L'objectif de fusionner, à partir de 2023 la trajectoire de fermeture du RTC avec celle du cuivre évoqué dans le plan d'Orange serait de bon sens afin d'éviter d'éventuelles double migration pour les abonnés. A ce jour rien n'est clair sur ce point.

Quoi qu'il en soit, lorsque la situation se présente, et que le local est éligible à la fibre, notre conseil est d'envisager une évolution qui consiste à passer les abonnements RTC directement en VoIP sur box fibre, sans passer par l'étape box sur ADSL utilisant encore le réseau cuivre.

Il faut surtout avoir conscience que le passage à la fibre n'est pas une opération anodine. Elle induit souvent des aléas techniques et financiers. En effet, le raccordement final sur la zone privative n'est généralement pas encore effectué lors de la souscription. De nombreux retours terrain indiquent que ces derniers travaux peuvent mal se passer : forts délais de mise en service, malfaçons, écrasements de lignes, pagaille, désordres dans les colonnes techniques des imeubles.... Par ailleurs, des frais de raccordement parfois élevés peuvent être réclamés par l'opérateur, c'est le cas actuellement pour les entreprises situées dans les centres commerciaux, par exemple.

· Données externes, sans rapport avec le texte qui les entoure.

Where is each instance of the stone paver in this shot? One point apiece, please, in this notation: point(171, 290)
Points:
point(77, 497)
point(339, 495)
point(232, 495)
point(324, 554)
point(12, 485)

En matière de qualité de service, le réseau fibre est nouveau.  On manque de recul et d’indicateurs qu’en au nombre et la durée des pannes gênantes ou bloquantes. La situation peut être très différente d’un territoire à l’autre. En effet, il est important de comprendre que, sauf pour les zones très denses, il a été décidé de déployer la fibre sur un mode mutualisé, appelé BLOM (Boucle Locale Optique Mutualisée). Dès lors, sa mise en œuvre et son bon fonctionnement dépendent de deux acteurs : l’opérateur dit d’infrastructure (OI) et l’opérateur dit commercial (OC). Ce couple varie d’un territoire à l’autre. Bien sûr pour le client final le contrat est uniquement signé avec l’opérateur commercial, mais en cas de dysfonctionnement des allers/retours techniques avec renvoi de responsabilités entre OI et OC semblent inévitables.

L’avènement de la 5G

Tous les 10 ans environ, les réseaux mobiles publics évoluent et s’améliorent, chaque saut technologique étant identifié par un numéro incrémental de génération. Nous sommes a peine rendus à la 5ième génération (5G) que certains préparent déjà la 6G !.

Deux ans après l’attribution des licences et les premières ouvertures commerciales, le bilan de la 5G est assez mitigé. L’adoption par les utilisateurs est timide. Environ 2% du parc des forfaits mobiles est actuellement en 5G, et peu d’informations circulent à ce sujet.

Rien d’étonnant en vérité que ce démarrage soit poussif. Pour profiter de la 5G il faut disposer d’un téléphone compatible, souscrire un abonnement 5G, et surtout se trouver sous couverture 5G sur ses zones de vie.

Même si le déploiement semble suivre les obligations inscrites aux licences, cela nous a mené à fin 2022 à un taux d’environ 10% de couverture du territoire, et il faudra attendre 2026 sans doute pour avoir un taux approchant celui de la 4G.

Quant aux performances annoncées à grand bruit comme « révolutionnaires »,  il faudra être patient et attendre 2025 et au-delà pour que les utilisateurs les perçoivent. En effet, pour que la 5G donne la pleine mesure de son efficacité et de ses promesses, il est nécessaire de construire un réseau filaire tout neuf derrière les relais. Actuellement, en France, les relais 5G s’accrochent sur l’infrastructure 4G (et ne peuvent pas fonctionner sans elle)

Les promoteurs de la 5G aiment à dire qu’elle apporte des solutions nouvelles et à forte valeur ajoutée aux entreprises. On peut l’espérer à terme, mais, en la matière, il nous faut faire le même constat que précédemment : la 5G d’aujourd’hui n’est pas plus performante qu’une bonne 4G et il faudra attendre les variantes de la 5G appelés dans le jargon normatif eMTC et URLLC, pour adresser correctement les applications professionnelles nécessitant des temps de latence court ou l'acheminement massif de données. En outre, certaines collectivités posent la question de la sobriété numérique devenue un critère de développement durable. Sur ce point, à ce jour, la 5G n'est pas spécialement exemplaire.